2021-06-16 13:42:06 <shapr> I feel like there's a better and/or simpler approach to that.
2021-06-16 13:42:36 dunkeln joins (~dunkeln@94.129.65.28)
2021-06-16 13:43:56 <dminuoso> bmo: AttrParser is an Alternative, so you can use this https://hackage.haskell.org/package/parser-combinators-1.3.0/docs/Control-Monad-Permutations.html
2021-06-16 13:44:13 × aplainzetakind quits (~johndoe@captainludd.powered.by.lunarbnc.net) (Ping timeout: 268 seconds)
2021-06-16 13:45:45 <dminuoso> Im a bit surprised, does AttrParser not do this for you already?
2021-06-16 13:46:49 Tuplanolla joins (~Tuplanoll@91-159-68-239.elisa-laajakaista.fi)
2021-06-16 13:47:07 <dminuoso> Judging from the implementation, the order shouldn't matter.

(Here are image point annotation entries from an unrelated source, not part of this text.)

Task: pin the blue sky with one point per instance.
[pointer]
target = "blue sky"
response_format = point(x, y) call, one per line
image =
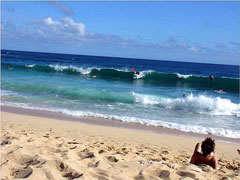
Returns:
point(180, 31)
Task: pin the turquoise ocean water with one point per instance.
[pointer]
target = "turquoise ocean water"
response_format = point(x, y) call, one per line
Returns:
point(106, 87)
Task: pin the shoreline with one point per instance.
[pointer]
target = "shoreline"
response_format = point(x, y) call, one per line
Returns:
point(45, 148)
point(114, 123)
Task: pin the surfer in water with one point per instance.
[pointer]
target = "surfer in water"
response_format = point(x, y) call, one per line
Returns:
point(137, 72)
point(211, 77)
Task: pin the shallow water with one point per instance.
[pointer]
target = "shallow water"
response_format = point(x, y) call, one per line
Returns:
point(106, 87)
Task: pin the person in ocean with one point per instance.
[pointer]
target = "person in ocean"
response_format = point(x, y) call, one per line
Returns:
point(137, 72)
point(205, 154)
point(211, 77)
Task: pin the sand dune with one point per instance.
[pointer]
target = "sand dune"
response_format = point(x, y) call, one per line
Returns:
point(37, 148)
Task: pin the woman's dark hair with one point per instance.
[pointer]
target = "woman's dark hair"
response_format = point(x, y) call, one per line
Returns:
point(208, 146)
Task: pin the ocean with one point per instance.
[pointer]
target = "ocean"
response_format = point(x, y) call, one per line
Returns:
point(175, 95)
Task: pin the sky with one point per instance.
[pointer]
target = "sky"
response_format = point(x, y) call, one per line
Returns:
point(206, 32)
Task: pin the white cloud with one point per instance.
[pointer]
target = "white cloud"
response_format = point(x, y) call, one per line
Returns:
point(194, 49)
point(66, 27)
point(61, 7)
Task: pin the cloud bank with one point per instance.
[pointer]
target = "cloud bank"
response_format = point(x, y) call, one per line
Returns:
point(65, 32)
point(62, 8)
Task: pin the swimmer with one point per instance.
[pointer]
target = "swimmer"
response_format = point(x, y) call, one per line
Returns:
point(137, 72)
point(211, 77)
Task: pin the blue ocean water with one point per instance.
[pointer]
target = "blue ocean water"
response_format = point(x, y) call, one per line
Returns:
point(106, 87)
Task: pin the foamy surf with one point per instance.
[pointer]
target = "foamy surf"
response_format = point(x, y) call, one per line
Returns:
point(185, 128)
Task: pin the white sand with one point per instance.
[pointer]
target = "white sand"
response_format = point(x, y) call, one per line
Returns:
point(41, 148)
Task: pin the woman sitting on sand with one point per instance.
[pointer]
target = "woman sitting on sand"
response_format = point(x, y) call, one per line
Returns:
point(205, 156)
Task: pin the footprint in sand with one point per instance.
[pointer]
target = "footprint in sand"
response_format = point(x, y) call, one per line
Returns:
point(112, 159)
point(164, 174)
point(139, 176)
point(186, 174)
point(85, 155)
point(67, 171)
point(21, 172)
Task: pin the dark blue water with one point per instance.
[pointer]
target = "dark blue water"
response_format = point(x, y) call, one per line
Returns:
point(107, 87)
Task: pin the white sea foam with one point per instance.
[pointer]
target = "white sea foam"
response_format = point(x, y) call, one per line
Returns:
point(183, 76)
point(76, 69)
point(142, 74)
point(30, 65)
point(181, 127)
point(191, 103)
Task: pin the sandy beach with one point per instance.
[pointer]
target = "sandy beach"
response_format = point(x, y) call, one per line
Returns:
point(43, 148)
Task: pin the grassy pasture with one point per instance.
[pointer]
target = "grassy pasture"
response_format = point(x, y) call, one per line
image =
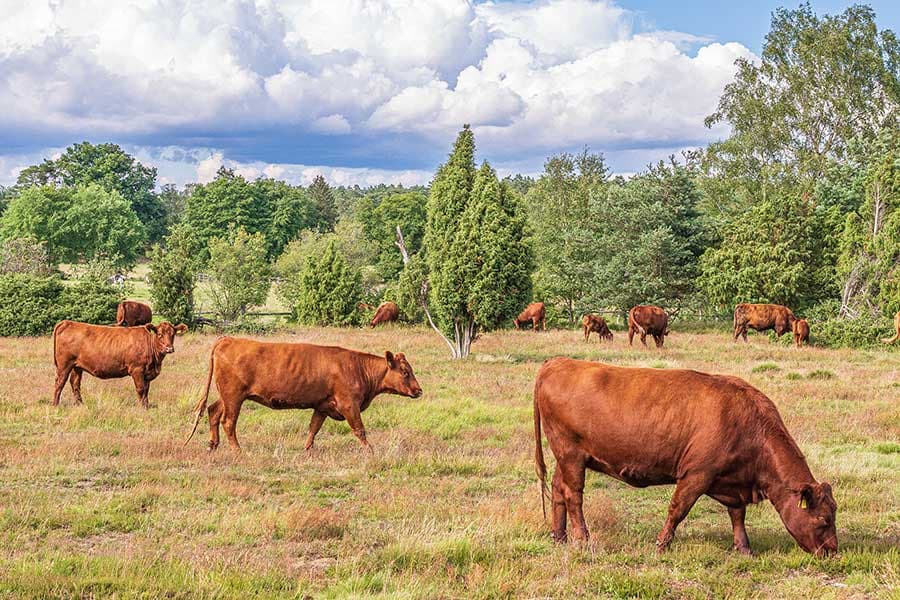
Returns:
point(102, 500)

2021-06-16 13:47:28 <bmo> dminuoso, actually the attributes are valid up to permutation true. I haven't noticed.
2021-06-16 13:47:36 aplainzetakind joins (~johndoe@captainludd.powered.by.lunarbnc.net)
2021-06-16 13:48:05 <dminuoso> So when you said "breaks", is that what you think it happens?
2021-06-16 13:48:08 <dminuoso> Have you actually tried it?
2021-06-16 13:48:29 <bmo> But my problem is with actual tags. So I have `<e> <p>x</p> <t>y</t> </e>` but sometimes `<e> <t>y</t> <p>x</p> </e>`
2021-06-16 13:49:08 <bmo> dminuoso, I just tested permuting the attributes and that works. But the permuted tags don't which, in hindsight, is expected
2021-06-16 13:49:12 eggplantade joins (~Eggplanta@2600:1700:bef1:5e10:cded:c7cb:4d63:a64a)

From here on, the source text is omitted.